Christian Harris, Alabama: Harris is also on the small side at 6-0, 226, but he has the toughness, the 4.44 speed and the instincts to play either inside behind a stout defensive front or move to a weakside linrbacker position, where he could rush off the edge and learn to be better in coverage. He had 12 ½ tackles for loss, 5 ½ sacks and two forced fumbles last year.
David Ojabo, Michigan: Ojabo was a top 25 prospect whose stock has dropped considerably since he suffered an Achilles' tendon injury at his pro day in March. That probably means some team that's not desperate for immediate help could be getting a steal late on Day 1 or at some point on Day 2. An outside linebacker, Ojabo (6-5, 250) collected 11 sacks and five forced fumbles last season while playing on the other side of projected No. 1 pick Aidan Hutchinson.
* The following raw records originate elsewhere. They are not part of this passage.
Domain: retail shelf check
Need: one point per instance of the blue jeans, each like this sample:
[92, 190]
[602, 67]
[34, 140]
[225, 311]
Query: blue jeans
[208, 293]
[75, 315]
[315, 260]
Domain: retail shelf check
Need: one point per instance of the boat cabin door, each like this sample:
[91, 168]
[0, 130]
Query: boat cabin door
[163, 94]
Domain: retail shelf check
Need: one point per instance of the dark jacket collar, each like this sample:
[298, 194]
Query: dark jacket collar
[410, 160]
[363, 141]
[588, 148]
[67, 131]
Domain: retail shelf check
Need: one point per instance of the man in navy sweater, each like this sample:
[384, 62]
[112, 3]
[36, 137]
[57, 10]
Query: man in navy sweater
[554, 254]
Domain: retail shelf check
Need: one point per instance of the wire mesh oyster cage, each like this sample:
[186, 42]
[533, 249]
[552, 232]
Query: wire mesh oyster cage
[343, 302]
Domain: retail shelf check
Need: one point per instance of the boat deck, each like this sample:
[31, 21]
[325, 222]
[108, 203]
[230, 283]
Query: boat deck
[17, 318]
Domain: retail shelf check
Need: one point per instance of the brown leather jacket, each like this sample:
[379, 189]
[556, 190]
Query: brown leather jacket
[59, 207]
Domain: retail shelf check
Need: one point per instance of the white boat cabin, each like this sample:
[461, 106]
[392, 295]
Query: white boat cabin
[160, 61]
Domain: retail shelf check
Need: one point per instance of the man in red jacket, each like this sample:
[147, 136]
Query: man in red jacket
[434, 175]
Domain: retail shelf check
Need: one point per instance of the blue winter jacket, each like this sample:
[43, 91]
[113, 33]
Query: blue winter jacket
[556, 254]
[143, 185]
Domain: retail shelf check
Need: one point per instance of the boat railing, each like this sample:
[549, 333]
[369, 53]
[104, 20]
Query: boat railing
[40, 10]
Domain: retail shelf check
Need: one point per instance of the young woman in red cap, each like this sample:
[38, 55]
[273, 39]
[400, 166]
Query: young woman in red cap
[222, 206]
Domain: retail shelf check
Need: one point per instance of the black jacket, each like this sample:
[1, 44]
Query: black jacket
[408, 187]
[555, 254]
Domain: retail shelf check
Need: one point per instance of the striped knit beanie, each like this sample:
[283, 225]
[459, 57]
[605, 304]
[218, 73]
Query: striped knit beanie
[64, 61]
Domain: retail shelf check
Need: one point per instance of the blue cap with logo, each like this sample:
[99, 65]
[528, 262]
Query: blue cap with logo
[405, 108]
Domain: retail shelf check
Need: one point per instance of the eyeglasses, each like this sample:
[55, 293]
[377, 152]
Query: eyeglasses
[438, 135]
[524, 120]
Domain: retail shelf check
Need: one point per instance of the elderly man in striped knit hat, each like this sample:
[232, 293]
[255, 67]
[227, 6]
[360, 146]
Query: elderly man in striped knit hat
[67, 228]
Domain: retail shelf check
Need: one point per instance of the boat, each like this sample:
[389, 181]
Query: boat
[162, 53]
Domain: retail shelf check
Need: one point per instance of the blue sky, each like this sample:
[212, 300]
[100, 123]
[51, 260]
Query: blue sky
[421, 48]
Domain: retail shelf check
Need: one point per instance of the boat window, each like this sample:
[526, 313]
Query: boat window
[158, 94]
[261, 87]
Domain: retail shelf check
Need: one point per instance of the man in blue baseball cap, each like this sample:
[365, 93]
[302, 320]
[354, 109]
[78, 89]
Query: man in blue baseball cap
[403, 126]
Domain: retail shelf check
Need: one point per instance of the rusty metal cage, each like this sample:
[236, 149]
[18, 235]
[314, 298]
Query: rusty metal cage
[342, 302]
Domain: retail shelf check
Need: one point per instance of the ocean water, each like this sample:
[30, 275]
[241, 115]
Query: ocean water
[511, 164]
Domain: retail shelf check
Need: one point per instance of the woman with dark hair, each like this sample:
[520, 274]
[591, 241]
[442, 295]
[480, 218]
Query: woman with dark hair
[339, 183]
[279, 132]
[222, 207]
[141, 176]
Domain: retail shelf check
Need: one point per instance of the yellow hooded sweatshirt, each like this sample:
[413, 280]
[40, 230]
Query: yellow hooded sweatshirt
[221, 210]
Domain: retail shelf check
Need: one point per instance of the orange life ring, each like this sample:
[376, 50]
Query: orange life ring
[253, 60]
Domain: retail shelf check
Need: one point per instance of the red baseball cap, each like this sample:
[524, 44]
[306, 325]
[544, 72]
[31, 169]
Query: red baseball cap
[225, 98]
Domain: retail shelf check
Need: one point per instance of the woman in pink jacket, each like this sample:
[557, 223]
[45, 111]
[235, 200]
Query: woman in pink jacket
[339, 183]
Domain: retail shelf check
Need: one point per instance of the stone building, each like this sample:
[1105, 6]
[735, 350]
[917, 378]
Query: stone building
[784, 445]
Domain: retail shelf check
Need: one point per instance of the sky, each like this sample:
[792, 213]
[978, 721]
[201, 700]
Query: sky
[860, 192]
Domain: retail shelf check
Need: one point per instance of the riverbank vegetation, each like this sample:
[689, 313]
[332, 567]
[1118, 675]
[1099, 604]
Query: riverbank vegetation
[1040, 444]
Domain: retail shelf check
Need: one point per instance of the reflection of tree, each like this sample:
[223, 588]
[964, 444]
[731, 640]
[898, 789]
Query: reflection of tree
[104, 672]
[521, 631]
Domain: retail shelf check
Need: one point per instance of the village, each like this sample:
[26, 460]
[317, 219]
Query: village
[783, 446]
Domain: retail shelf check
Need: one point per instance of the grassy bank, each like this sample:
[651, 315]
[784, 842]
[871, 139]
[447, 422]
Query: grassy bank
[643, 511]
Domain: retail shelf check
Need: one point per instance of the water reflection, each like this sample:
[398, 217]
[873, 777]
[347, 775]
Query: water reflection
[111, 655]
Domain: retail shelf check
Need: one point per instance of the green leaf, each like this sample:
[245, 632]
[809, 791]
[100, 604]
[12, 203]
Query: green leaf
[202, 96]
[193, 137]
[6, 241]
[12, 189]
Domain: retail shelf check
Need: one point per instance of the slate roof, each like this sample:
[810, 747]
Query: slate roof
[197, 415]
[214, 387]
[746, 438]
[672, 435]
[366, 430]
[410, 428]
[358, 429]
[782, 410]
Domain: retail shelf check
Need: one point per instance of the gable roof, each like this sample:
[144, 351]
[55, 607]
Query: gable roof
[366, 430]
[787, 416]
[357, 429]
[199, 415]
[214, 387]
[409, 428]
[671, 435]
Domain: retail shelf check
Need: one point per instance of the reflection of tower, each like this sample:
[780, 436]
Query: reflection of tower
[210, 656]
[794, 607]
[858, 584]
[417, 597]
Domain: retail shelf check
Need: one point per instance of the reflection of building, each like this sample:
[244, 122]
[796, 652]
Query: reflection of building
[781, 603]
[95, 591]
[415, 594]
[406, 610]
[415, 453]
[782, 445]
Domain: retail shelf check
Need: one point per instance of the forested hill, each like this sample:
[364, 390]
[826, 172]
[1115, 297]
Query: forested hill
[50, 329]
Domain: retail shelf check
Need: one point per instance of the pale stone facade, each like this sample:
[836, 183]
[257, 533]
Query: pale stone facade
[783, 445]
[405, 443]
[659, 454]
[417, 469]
The shift from a 4-3 front to coordinator Ed Donatell's 3-4 base scheme caused the Vikings to use what little financial resources they had left on three front-seven starters in free agency. Two of them are outside linebacker Za'Darius Smith and inside linebacker Jordan Hicks. Back surgery caused Smith to miss all but two games last season, but he's healthy again and played in a similar scheme while collecting 26 sacks, two Pro Bowls and a second-team All-Pro pick with the Packers in 2019-20. Hicks is a smart, savvy veteran who's posted 384 tackles while not missing a game the last three years. Eric Kendricks, an All-Pro middle linebacker in Mike Zimmer's 4-3 scheme, will adapt to any scheme the new staff throws at him. Danielle Hunter has the athleticism to move from 4-3 end to 3-4 outside linebacker. The key for him, of course, is staying healthy after a neck injury wiped out his 2020 season and a torn pectoral muscle limited him to six games last season.
VIKINGS' LEVEL OF NEED
Moderate: Injury concerns for Smith and Hunter coupled with some question marks about depth across the board make this a position the Vikings can't totally ignore if a linebacker jumps out at them in the mid to late rounds. The quality of the current linebacker depth depends on how well the young guys drafted the past two years fit an entirely different scheme. D.J. Wonnum (fourth round, 2020), Patrick Jones II (third round, 2021), Kenny Willekes (seventh round, 2020) and Janarius Robinson (fourth round, 2021) will be transitioning from ends to outside linebackers. Troy Dye (fourth round, 2020) is an inside guy. And Chazz Surratt (third round, 2021) has the skills to try inside or outside. Blake Lynch (undrafted free agent, 2020) is another inside guy.